Bone pain from vaso-occlusive crises, where sickled cells jam up in the small vessels inside bone marrow, is the hallmark symptom of sickle cell disease and the most common reason people end up in the emergency room.
Liver and Gallbladder
The constant destruction of red blood cells floods the body with bilirubin, a yellow waste product from broken-down hemoglobin. The liver processes this bilirubin, but the sheer volume overwhelms the system. Excess bilirubin crystallizes into black pigment gallstones. About 25% of all people with sickle cell disease develop gallstones, but the number climbs steeply with age: roughly 15% of children and 44% of adults are affected. These stones can block bile ducts, causing sudden abdominal pain, nausea, and inflammation that sometimes requires surgical removal of the gallbladder.
The liver itself can also suffer from sickled cells clogging its blood vessels, leading to episodes of liver crisis with sudden pain in the upper right abdomen, jaundice, and elevated liver enzymes.
Eyes
Sickle cells can block the tiny blood vessels in the retina, the light-sensing layer at the back of the eye. The damage progresses through stages, starting with small arterial blockages and advancing to the growth of fragile new blood vessels that can bleed into the eye or cause the retina to detach. The first three stages produce no symptoms at all, which is what makes them dangerous. By the time you notice vision changes, significant damage may already be done. Annual eye exams can catch these changes early, and laser treatment applied to areas of abnormal blood vessel growth can prevent bleeding and detachment.
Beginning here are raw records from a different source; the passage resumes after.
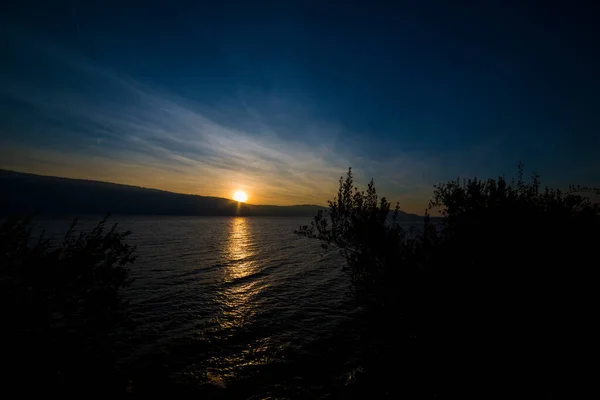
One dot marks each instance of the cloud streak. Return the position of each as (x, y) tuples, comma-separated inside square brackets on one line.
[(107, 127)]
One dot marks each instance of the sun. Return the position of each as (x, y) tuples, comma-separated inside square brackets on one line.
[(240, 196)]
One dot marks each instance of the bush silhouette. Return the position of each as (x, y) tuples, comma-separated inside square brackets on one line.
[(62, 308), (496, 292)]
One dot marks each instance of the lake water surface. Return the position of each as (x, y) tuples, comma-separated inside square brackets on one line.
[(222, 296)]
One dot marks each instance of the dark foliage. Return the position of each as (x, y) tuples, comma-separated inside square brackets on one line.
[(491, 299), (62, 311)]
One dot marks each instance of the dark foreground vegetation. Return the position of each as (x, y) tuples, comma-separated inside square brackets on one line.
[(495, 299)]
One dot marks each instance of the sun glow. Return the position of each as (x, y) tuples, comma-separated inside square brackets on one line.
[(240, 196)]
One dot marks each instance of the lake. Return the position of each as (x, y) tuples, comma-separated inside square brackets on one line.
[(219, 297)]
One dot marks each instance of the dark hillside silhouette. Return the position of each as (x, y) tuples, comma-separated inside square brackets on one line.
[(25, 193), (28, 193)]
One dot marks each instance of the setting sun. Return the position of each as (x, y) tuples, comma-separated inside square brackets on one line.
[(240, 196)]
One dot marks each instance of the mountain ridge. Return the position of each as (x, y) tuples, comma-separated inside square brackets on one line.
[(22, 192)]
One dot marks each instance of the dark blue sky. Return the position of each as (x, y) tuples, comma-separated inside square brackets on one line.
[(278, 98)]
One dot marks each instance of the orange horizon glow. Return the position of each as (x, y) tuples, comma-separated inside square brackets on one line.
[(240, 196)]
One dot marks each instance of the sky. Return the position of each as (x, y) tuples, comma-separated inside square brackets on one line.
[(279, 98)]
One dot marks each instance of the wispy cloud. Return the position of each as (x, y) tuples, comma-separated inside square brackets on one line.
[(109, 127)]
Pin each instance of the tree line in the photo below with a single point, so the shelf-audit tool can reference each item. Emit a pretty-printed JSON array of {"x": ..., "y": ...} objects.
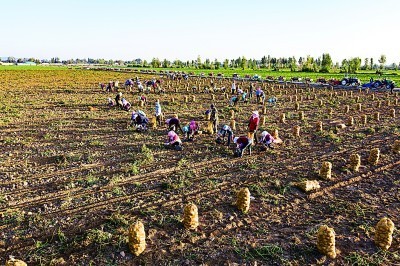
[{"x": 322, "y": 64}]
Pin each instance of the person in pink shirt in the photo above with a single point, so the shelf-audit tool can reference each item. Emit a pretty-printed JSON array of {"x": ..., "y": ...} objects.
[
  {"x": 253, "y": 125},
  {"x": 174, "y": 141},
  {"x": 267, "y": 140},
  {"x": 193, "y": 130}
]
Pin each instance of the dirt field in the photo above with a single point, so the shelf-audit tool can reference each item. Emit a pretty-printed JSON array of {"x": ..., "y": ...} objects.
[{"x": 74, "y": 177}]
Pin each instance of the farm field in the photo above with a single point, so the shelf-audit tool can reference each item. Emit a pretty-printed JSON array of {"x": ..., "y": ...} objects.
[
  {"x": 74, "y": 177},
  {"x": 363, "y": 75}
]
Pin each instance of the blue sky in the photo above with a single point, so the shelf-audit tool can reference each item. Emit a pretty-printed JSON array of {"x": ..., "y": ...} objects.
[{"x": 177, "y": 29}]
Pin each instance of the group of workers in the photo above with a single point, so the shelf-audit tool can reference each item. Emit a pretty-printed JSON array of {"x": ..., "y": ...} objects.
[{"x": 224, "y": 135}]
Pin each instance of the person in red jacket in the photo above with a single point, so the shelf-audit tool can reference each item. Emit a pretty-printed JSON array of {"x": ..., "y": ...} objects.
[
  {"x": 242, "y": 143},
  {"x": 253, "y": 125}
]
Reproductive and Endocrine Systems
Up to 35% of males with sickle cell disease experience priapism: prolonged, painful erections unrelated to sexual arousal, caused by sickled cells trapping blood in the penis. Most cases are preceded by shorter “stuttering” episodes lasting under a few hours, which serve as a warning sign. Prolonged episodes that go untreated can cause permanent tissue scarring and erectile dysfunction.
Sickle cell anemia also disrupts the hormonal signals that drive puberty and growth. Children with the disease grow more slowly and move through puberty at a notably delayed pace. In one study, after two years of follow-up, 86% of control females had reached an advanced stage of puberty compared to only 36% of females with sickle cell anemia. Among males, the gap was even wider: 47% of controls had advanced, versus just 6% of those with sickle cell disease. Growth in height for boys with sickle cell anemia declined over time and was significantly slower than matched peers. The slower growth velocity is tied directly to the severity of anemia, meaning that the fewer healthy red blood cells circulating, the more growth suffers.
Heart and Circulatory System
The heart works overtime to compensate for chronic anemia. With fewer functional red blood cells carrying oxygen, the heart has to pump harder and faster to deliver enough oxygen to tissues. Over years, this extra workload enlarges the heart and can lead to heart failure, particularly of the left ventricle. Sickled cells can also damage the blood vessels in the lungs, raising pressure in the pulmonary arteries, a condition called pulmonary hypertension. This forces the right side of the heart to work harder too, creating a double burden that becomes one of the leading causes of death in adults with sickle cell disease.